Participants to the workshop were welcomed as well by French Ambassador to the Philippines Gilles Garachon and André de Bussy, regional counselor for development in ASEAN at the French foreign ministry.
Shahbaz Khan, officer in charge of UNESCO’s Regional Science Bureau for Asia and the Pacific, said the output of the workshop participants will have a positive impact on ASEAN member-nations.
UPLB Chancellor Fernando C. Sanchez Jr. stressed the ICT applications developed by workshop participants will lead to the development of science-based agriculture that will be better equipped to confront climate change and other development issues.
Elaborating on his work, Bantayan said "the pioneering precision forestry system is the first to combine RFID and geomatics. In the proposed system, trees and other flora are monitored for long-term ecological forest growth and dynamics that allow assessment of the impact of climate change and identification of resilient species."
He batted for the long-term use of the system, noting that "the apparent advantages and expected lowering of cost in the near future bode well towards installing an RFID-enabled monitoring system."
Bantayan predicted that "with continuous advancement of information and communication technology, the application of RFID and geomatics to sustainable forest management and biodiversity conservation is highly feasible."
The UPLB scientist stressed that fine-tuning the technology can lead to its being adopted in other forest ecosystems in the Philippines and ASEAN.
"With funding from potential partners, we hope to establish such a system in the Mt.

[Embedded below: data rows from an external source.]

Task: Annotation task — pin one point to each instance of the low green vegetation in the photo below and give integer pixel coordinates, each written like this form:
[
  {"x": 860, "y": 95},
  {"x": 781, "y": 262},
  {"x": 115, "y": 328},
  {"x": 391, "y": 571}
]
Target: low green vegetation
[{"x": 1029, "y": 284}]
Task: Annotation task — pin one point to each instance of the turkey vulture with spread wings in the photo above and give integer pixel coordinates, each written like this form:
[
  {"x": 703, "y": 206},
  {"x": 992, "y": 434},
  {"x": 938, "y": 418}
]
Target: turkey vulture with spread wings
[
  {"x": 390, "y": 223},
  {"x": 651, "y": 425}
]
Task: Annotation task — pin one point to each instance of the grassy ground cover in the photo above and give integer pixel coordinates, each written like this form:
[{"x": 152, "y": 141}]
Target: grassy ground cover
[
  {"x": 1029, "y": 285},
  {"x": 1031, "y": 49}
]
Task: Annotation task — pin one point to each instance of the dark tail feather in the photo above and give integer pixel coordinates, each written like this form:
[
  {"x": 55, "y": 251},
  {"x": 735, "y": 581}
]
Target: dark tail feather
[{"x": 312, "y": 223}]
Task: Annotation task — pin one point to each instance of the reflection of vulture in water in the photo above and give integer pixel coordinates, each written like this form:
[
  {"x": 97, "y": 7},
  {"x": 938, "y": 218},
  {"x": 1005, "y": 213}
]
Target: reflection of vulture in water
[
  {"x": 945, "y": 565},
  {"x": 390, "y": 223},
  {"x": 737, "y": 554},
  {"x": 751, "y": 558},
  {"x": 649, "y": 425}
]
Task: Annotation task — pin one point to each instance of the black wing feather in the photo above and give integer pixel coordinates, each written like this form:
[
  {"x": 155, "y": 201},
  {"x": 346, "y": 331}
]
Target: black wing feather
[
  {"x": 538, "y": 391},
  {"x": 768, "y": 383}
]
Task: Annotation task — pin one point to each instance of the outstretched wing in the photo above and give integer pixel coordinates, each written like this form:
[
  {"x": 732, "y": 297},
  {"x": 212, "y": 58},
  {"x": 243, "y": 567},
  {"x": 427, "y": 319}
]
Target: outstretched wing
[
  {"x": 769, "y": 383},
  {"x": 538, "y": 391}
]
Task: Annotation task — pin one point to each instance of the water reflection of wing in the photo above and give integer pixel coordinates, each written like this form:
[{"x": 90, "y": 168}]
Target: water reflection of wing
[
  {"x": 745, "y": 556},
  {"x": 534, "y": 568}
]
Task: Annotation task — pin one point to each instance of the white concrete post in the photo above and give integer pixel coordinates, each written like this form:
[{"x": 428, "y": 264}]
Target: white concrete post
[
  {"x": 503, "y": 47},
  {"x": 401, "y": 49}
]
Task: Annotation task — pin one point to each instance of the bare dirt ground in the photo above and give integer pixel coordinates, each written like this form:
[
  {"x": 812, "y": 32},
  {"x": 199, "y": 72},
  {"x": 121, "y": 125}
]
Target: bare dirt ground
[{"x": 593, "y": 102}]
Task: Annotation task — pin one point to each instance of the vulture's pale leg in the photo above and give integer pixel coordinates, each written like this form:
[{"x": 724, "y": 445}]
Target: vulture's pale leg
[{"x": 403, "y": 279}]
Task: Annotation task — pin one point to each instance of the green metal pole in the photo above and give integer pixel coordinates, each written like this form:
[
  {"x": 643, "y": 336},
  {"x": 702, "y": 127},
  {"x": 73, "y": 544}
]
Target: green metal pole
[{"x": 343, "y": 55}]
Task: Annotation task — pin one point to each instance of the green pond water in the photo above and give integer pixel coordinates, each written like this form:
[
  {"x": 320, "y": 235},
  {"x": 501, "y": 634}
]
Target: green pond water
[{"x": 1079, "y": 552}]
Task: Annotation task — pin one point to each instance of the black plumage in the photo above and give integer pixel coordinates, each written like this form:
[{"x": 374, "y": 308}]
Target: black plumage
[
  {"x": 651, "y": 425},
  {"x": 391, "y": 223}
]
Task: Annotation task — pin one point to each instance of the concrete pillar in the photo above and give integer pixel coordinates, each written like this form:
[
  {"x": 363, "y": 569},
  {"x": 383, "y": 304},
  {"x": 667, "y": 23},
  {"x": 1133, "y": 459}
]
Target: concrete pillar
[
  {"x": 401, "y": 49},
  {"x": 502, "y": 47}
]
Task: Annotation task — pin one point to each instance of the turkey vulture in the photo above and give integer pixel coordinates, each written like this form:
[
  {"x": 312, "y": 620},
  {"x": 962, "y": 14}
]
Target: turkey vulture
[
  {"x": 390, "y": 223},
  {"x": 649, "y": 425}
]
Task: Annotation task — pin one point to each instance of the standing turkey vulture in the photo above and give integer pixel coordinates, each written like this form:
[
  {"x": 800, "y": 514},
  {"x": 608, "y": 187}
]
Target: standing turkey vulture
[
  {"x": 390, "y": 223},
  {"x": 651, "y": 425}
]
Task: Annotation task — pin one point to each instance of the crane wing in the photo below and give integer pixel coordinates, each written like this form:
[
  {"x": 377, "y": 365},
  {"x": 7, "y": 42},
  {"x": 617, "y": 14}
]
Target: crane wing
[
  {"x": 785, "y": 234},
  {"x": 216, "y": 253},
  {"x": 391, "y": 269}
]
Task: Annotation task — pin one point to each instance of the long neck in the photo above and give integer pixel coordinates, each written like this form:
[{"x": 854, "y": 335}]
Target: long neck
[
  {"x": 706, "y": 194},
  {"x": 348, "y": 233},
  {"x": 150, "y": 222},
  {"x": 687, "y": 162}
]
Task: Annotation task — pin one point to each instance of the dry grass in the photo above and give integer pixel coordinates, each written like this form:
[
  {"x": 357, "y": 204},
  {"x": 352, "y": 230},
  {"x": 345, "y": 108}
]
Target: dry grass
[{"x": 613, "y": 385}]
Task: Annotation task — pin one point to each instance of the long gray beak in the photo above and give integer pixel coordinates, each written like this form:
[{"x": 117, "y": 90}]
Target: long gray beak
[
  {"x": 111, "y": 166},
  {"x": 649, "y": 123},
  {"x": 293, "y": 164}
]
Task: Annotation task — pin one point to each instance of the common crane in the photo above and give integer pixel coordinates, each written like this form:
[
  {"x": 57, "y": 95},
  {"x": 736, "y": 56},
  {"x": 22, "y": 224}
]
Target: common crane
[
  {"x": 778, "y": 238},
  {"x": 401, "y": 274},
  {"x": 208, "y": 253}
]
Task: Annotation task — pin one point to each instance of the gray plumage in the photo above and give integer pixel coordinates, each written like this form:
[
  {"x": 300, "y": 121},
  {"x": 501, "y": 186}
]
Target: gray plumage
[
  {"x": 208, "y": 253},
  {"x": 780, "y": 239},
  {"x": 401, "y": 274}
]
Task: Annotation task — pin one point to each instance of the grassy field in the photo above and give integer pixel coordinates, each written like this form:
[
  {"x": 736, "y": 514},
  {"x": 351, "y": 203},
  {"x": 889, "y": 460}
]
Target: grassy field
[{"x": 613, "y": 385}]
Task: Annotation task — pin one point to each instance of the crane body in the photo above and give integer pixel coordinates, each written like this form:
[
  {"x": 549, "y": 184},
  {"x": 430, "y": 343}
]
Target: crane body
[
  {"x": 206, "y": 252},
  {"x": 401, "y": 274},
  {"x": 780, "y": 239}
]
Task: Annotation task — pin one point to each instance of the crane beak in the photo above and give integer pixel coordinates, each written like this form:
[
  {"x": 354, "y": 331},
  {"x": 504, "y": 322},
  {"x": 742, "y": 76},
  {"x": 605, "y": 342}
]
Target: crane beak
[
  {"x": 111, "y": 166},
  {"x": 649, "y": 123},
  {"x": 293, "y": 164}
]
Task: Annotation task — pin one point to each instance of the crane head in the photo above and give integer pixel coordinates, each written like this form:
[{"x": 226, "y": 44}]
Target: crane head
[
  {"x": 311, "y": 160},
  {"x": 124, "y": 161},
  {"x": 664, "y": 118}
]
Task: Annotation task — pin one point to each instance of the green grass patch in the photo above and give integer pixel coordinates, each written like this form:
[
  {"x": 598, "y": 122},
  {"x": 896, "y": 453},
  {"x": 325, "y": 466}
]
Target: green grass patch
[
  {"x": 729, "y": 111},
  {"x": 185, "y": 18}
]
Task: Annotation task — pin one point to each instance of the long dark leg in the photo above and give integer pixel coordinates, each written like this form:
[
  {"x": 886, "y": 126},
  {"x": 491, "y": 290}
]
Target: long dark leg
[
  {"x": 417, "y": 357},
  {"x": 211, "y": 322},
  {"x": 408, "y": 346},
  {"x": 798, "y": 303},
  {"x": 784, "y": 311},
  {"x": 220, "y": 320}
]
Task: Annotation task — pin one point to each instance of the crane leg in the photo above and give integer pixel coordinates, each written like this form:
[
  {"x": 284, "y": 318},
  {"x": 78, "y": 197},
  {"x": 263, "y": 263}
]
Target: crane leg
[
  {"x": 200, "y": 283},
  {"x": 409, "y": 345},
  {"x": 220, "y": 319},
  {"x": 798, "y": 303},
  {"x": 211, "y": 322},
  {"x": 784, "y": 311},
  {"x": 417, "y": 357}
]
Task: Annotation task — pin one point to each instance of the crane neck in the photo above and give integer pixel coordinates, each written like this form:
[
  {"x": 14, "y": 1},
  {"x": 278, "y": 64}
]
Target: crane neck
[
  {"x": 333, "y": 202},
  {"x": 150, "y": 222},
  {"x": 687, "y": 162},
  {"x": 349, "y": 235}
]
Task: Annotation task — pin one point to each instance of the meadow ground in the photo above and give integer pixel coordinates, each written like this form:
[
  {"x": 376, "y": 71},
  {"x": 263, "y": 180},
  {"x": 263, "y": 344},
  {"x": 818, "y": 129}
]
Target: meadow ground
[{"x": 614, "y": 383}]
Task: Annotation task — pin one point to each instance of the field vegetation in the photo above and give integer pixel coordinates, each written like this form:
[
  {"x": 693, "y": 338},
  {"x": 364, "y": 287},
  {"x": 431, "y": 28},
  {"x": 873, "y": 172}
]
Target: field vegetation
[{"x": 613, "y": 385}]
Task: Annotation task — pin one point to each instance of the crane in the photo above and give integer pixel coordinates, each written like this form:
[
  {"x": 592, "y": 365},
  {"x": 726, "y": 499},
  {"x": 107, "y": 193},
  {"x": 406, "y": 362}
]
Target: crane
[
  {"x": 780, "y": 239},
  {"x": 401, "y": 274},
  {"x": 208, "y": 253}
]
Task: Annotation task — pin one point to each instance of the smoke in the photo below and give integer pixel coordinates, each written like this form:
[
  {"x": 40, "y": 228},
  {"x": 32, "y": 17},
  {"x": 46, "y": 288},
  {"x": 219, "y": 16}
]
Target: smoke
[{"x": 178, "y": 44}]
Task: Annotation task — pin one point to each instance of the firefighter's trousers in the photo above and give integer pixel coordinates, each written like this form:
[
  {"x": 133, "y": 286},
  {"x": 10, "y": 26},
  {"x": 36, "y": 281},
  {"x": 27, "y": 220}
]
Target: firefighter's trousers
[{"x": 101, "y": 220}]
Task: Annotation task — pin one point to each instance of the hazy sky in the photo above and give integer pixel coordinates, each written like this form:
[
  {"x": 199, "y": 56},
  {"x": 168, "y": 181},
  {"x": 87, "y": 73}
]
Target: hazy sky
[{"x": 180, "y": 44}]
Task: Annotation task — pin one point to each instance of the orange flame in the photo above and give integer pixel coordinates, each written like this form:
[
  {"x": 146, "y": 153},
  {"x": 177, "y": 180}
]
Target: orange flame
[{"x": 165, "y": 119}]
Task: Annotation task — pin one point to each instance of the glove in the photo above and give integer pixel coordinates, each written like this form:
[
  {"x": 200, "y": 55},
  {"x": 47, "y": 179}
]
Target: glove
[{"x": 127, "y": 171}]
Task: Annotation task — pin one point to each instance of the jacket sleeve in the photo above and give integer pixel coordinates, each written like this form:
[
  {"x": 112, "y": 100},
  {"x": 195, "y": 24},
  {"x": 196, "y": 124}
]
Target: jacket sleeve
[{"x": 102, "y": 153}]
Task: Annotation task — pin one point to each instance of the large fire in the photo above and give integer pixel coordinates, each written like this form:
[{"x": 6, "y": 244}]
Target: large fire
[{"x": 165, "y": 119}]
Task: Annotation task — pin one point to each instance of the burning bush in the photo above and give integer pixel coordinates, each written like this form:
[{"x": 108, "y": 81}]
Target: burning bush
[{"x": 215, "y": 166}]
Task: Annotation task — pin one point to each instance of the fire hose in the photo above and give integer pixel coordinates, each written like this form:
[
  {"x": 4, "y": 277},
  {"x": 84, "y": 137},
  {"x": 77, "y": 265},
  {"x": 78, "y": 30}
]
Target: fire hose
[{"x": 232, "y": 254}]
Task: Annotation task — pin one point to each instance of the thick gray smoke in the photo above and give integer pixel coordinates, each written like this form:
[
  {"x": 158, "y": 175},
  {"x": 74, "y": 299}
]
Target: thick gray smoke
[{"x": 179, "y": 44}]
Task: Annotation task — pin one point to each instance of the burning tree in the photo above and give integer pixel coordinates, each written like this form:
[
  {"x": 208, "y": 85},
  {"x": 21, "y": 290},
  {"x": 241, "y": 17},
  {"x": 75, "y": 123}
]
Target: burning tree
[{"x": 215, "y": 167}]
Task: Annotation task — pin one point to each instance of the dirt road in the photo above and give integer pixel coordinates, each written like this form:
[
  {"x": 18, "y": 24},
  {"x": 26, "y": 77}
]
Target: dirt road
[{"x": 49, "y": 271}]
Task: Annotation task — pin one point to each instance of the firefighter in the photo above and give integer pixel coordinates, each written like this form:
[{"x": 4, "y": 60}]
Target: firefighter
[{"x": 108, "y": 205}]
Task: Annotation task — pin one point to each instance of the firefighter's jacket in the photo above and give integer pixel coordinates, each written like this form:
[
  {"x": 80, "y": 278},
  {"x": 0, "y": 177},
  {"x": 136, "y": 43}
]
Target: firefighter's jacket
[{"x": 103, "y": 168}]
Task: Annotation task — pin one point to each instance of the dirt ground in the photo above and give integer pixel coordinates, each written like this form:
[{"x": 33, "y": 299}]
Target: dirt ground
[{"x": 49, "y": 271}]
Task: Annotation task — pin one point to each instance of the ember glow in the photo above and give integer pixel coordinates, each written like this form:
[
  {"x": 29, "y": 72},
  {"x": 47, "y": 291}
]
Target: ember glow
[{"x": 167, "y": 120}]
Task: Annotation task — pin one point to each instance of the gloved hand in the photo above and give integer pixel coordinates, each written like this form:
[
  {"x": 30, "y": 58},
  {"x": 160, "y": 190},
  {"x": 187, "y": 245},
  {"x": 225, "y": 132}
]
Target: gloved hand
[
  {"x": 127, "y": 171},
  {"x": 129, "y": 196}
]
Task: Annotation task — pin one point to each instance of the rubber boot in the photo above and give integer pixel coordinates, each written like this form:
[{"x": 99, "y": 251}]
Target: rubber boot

Makiling Forest Reserve, Philippines where at least four two-hectare long-term ecological plots have already been established, and flora have been surveyed and individually plotted in GIS," he said.
Bantayan is Director of the Makiling Center for Mountain Ecosystems (MCME) at the UPLB College of Forestry and Natural Resources.
His work mainly involves generating and strengthening scientific knowledge for the conservation and sustainable development of tropical mountain ecosystems in partnership with mountain communities.
Bantayan holds a Master of Science in Tropical Forestry from the Wageningen University, The Netherlands and a PhD in Engineering from the University of Melbourne, Australia.